Ноги стали ватными. Евгений Михайлович остановился, чтобы отдышаться.
Чем ближе он подходил к Машиному дому, тем сильнее стучало сердце. Выдержит ли он эти эмоции?
Увидев знакомый голубой палисадник, мужчина сбавил шаг. Всё вроде было то же самое, но как будто уменьшилось в размерах, да и обветшало немного. Когда-то это был яркий глянцевый забор, за которым всегда росли благоухающие цветы, которые обожала Машина мама. Теперь забор выглядел каким-то облезлым, да и голубым его можно было назвать только с большой натяжкой. Но цветы по-прежнему цвели. Их запах как будто одним рывком вернул Евгения Михайловича в прошлое. В глазах защипало. Мужчина глубоко вдохнул, чтобы подавить в себе позыв заплакать. Ещё этого не хватало.

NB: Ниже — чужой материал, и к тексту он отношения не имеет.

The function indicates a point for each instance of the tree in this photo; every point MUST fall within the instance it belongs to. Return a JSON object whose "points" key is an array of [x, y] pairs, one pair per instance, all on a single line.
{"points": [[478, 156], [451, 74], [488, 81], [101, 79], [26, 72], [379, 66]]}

Вдруг он услышал звук открывающейся двери. На крыльцо вышла маленькая худенькая старушка с полностью седой головой. На ней был старый выцветший халат. Она что-то начала делать в палисаднике. Евгений Михайлович смотрел на неё не отрываясь. Неужели это Машина мама? Не может этого быть. Он помнил её ещё совсем молодой женщиной, которая всегда была красиво одета. Мама Маши была модницей, которая всегда старалась хорошо выглядеть. Когда бы ни встретил её Женя, она всегда была накрашена. К тому же она была хохотушкой и любила пошутить. Эта же неопрятная старушка просто не может быть Машиной мамой. Но другого быть не могло. Сквозь эти полустертые черты проглядывало именно её лицо.
Евгений Михайлович подошёл к калитке И тут его сердце трепыхнулось как пойманная рыбка и пустилось в какой-то невообразимый танец. – на терраске он увидел банку, в которой стоял букет одуванчиков. Господи, господи, господи… Он приложил руку к левой стороне груди.